Emerging Directions:

  • Developing adaptive attacks targeting judge models through generated triggers.
  • Exploring subliminal poisoning: hidden adversarial signals that evade both reward and judge-based defenses.
  • Investigating finer-grained reward estimation (e.g., per-token rather than per-group advantage) or normalization as potential mitigating mechanisms.
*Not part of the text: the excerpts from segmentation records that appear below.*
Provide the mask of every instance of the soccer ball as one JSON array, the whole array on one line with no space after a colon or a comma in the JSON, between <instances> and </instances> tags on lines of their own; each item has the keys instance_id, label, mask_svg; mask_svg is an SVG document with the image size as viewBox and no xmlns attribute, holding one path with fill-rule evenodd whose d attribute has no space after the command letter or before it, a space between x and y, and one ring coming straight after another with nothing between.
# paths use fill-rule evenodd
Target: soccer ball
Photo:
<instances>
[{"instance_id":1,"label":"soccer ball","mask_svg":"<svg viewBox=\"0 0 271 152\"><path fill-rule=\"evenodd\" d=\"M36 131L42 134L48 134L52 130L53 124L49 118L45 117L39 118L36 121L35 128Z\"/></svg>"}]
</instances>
6. Relation to Decentralised Optimization Robustness Research

Adversarial attacks in decentralised GRPO operationalize a form of data poisoning distinct from classic Byzantine attacks in decentralised optimization, as studied in works such as the robust subgradient push (RSGP) method (Ravi et al., 2019). In RSGP, adversarial nodes can arbitrarily alter local cost functions but must follow protocol, and are detected by tracking outlier gradient behaviour among nodes, facilitating their isolation once cumulative score thresholds are exceeded. While RSGP is effective in certain convex settings and guarantees “self-healing” convergence upon isolation of malicious nodes, the attack surface in GRPO is broader due to the unconstrained nature of string outputs and reliance on downstream reward signals rather than direct model parameter consensus. Consequently, defense mechanisms in GRPO must address steganographically encoded malicious behaviors in completions, requiring new verification strategies rather than mere consensus or anomaly detection in optimization variables.

7. Conclusion

Decentralised GRPO enables scalable, communication-efficient collaborative post-training for LLMs but exposes critical vulnerabilities to string-based poisoning attacks. Both generic and task-tailored adversarial strategies can quickly induce benign nodes to internalize and propagate malicious tokens or behaviors, with observed attack success rates up to 100% in empirical studies. Practical defense mechanisms exist for both homogeneous and heterogeneous networks, yet carry nontrivial operational requirements or tradeoffs. Future progress in securing decentralised LLM reinforcement learning will likely entail developing robust, scalable, content-verification techniques, reproducibility tools, and possibly watermarking or cryptographic guarantees to prevent stealthy and adaptive adversarial behaviors (Blagoev et al., 12 Nov 2025, Ravi et al., 2019).